As I started my journey I looked up to a lot of folks in the “weight loss world.” People like the Biggest Loser Contestants I watched on television every week, fitness and weight loss bloggers, people I knew in the running community that experienced a weight transformation and of course the before /after pages on Pinterest. I know! Its silly. But I had never experienced a transformation for myself and I wanted to see what it looked like from wherever I could find it. I wanted to see loose skin, flat abs, meal preps, smaller clothes, crazy workouts! All of it!
What I discovered over and over was that people did gain some amount of weight back eventually, but it varied. Some slid back to the beginning and others didn’t. The thing is it never phased me to wonder why there was so many variances in between but after a year of business building and working as a night shift nurse (my other career) I was smacked directly in the thighs with my weight gain. I can’t say that I was surprised but it was still hard to swallow seeing picks from a few months prior where I was in my fittest shape.
So Now What???
Well, after a good dose of self pity, I realized that there is no true finish line!

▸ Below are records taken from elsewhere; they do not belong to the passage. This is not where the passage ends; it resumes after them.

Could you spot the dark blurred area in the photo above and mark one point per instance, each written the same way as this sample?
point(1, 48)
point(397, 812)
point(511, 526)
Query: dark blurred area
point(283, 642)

I realized that my weight loss idols experienced this too and lived through it (insert some reality talk to myself) so I picked myself up by my yoga pants and got back to work. Back to working towards my healthiest self! In every sense of the word. Back to meal prepping, meditation, drinking lots of water, lifting weights and running again. Back to all the things that make me feel like the best woman, boss babe, wife, friend, nurse and human I can be. The rest I give to GOD. I truly can’t control it all and neither can you! I invite you to take a step with me in the right direction without judgement of where we are now.
It really helps when I try to think of my transformational work (ex. all the stuff mentioned above that impacts my well being) as a way to LOVE myself. Not to hate the body or shape I have and not to stay where I’m at either! Just a true place of love and gentleness. Let me tell ya some days its hard as HELL to do it and sometimes I feel like its a breeze. Either way its all part of this beautiful mess called Transformation and I wouldn’t want it any other way.